|The Frankfurt-Tipp rating:|
|Original title:||High Strung|
|Genre:||Music film, Romance, Drama|
|Production country:||USA 2016|
|Running time:||Approx. 97 min.|
|Rated:||From 0 years|
Ruby (Keenan Kampa) seems to have finally come close to her big goal: The classical ballet dancer has landed a place at the prestigious Manhattan Conservatory of the Arts. But as soon as she arrives in New York, she realizes that her training will not be a walk in the park. Modern dance is not her cup of tea, but she has to master it in order to get ahead at the school. She finds new courage when she meets the British violinist Johnnie (Nicholas Galitzine). His music and the dancing of his street dancer friends open up a whole new world to Ruby. But then Johnnie is picked up by the authorities and is to be deported because he doesn't have a valid green card. There is only one way out: if he accompanies Ruby on the violin in a dance competition at her school, he would receive a scholarship and a student visa if he wins. But the road to victory is lined with many obstacles, and the competition is enormous - and sneaky.
To put it bluntly: Streetdance: New York has nothing to do with the other street dance movies. The original name of the film is High Strung and it was renamed in Germany to attract fans of the British dance film series to the cinemas. It was directed by Michael Damian, who was briefly successful as a singer in the 80s and has been working as a director and screenwriter of shallow family entertainment like the horse movies Flicka 2 + 3 for a few years now. Shallow, then, is the right description for his dance flick, co-written with his wife Janeen Damian. The script is a pure collection of clichés, incredibly inane dialogue and one-dimensionally drawn characters. The story has no surprises to offer and borrows extremely brazenly from other representatives of the dance film genre.
Even worse than the script are the actors, who act in an extremely amateurish manner. There are scenes here that are so incredibly badly acted that you just can't believe it. It is also annoying that with Nicholas Galitzine an actor was chosen who obviously can't really play the violin, which then becomes obvious in an almost embarrassing way when he has a violin duel with an opponent who actually knows how to play this instrument.

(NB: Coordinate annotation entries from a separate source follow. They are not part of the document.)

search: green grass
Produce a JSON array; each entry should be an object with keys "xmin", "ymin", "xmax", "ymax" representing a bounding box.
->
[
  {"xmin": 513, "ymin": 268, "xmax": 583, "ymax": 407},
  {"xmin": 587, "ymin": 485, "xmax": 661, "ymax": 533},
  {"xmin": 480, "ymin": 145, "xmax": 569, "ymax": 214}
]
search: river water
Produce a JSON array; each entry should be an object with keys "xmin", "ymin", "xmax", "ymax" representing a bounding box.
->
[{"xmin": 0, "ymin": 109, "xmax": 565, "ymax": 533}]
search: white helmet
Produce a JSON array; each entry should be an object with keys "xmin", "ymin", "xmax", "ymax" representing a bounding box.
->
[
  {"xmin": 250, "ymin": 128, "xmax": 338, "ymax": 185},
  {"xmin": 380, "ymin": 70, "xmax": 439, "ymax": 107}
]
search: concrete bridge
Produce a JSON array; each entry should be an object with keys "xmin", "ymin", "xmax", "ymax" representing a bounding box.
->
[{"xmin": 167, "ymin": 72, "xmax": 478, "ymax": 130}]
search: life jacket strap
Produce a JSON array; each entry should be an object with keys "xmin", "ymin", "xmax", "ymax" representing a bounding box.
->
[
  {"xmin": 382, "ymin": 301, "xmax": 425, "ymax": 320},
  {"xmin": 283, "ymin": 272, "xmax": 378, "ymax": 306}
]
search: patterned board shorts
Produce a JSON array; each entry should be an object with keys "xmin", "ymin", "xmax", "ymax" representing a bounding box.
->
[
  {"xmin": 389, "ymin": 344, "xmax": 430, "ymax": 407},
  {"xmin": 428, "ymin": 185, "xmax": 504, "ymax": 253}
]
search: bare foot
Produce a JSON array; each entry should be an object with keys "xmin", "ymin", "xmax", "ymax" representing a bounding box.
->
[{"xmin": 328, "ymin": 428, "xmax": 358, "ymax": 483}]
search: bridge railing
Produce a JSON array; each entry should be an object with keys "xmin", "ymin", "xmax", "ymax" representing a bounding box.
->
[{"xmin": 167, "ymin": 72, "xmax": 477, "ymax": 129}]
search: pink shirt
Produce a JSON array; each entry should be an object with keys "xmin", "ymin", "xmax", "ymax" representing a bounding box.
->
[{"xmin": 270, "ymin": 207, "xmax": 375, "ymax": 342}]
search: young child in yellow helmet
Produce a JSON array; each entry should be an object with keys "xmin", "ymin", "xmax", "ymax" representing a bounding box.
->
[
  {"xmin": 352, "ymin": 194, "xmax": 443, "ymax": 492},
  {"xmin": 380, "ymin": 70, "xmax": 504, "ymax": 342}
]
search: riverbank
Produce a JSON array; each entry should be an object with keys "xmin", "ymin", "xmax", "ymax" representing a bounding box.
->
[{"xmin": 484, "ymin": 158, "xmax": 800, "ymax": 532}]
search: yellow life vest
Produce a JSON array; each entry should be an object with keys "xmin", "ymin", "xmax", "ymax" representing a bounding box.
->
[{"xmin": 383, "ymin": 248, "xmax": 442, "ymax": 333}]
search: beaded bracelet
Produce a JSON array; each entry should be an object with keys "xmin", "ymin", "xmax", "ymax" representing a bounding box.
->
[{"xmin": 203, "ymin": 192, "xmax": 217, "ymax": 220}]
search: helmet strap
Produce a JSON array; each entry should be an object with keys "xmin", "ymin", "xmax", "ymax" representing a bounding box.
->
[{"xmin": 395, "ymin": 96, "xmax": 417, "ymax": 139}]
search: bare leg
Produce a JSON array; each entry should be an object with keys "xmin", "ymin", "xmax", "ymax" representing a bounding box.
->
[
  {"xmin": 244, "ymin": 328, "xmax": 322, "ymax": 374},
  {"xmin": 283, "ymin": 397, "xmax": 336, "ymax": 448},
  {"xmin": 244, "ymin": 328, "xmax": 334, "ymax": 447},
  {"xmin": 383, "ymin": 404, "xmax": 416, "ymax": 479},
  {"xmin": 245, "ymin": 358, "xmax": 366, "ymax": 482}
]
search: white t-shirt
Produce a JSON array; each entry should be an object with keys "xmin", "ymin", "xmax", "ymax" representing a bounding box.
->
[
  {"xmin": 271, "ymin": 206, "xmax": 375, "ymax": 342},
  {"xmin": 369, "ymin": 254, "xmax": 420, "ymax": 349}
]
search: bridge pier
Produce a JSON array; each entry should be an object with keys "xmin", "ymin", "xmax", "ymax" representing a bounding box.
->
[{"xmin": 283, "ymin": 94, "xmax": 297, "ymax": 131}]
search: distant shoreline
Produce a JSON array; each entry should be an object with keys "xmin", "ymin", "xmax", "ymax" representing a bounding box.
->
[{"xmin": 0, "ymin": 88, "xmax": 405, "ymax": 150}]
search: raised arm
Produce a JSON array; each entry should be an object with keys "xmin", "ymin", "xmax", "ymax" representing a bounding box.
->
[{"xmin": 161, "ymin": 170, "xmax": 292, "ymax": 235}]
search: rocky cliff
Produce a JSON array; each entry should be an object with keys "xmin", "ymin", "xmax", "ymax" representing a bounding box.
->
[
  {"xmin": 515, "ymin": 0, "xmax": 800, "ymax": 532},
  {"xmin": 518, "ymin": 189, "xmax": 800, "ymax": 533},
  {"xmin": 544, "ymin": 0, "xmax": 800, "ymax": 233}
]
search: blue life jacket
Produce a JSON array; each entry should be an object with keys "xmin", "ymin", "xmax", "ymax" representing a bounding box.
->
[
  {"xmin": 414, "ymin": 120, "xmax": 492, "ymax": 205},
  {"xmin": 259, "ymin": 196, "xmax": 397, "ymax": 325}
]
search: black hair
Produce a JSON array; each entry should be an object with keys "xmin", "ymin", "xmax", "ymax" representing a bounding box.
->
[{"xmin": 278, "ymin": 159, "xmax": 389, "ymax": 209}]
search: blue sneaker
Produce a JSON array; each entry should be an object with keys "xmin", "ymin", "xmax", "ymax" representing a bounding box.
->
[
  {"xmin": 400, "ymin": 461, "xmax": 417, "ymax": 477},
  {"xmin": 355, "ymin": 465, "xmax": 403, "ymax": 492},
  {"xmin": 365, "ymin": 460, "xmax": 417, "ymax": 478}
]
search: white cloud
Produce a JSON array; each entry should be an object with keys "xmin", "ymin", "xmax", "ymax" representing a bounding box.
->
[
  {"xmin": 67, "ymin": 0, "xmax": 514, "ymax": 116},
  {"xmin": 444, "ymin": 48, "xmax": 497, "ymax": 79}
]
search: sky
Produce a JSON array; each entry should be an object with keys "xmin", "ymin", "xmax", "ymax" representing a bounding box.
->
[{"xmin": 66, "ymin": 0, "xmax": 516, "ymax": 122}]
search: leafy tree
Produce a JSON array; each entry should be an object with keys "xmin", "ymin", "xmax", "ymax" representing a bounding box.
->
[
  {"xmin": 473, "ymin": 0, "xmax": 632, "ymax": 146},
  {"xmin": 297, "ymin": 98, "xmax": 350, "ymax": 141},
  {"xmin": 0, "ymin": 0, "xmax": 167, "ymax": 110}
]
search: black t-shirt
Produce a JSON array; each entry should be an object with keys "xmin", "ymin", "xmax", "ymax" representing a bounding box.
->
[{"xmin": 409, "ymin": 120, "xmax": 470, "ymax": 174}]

Well, maybe I am too critical. Probably neither an interesting story nor good acting is expected from such a movie. First and foremost, I think it's about the dance scenes. If they really hit the spot, the rest won't matter anyway. Well, even if I personally don't see it that way, this view is unfortunately in line with reality - there's no other way to explain the success of some dance movies in recent years. So Streetdance: New York also has a trump card up its sleeve - which the film only plays to a limited extent, though. Yes, there are some nice dance sequences. One of them is even really good. But even though they are performed by real professionals, they seem astonishingly bumbling staged. Especially in direct comparison to the Step Up movies, the moves and choreographies shown here are nothing you would have to buy a movie ticket for. But since the dance scenes would be the only argument that could make the movie worth seeing for fans of this genre despite the bad actors and the flat script, the bottom line has to be that this is one of the weakest dance movies of the last years on all levels, whose makers have neither a clue about screenwriting nor about the thrilling staging of dance scenes. And that's why we give it only one: Even for fans only conditionally worth seeing!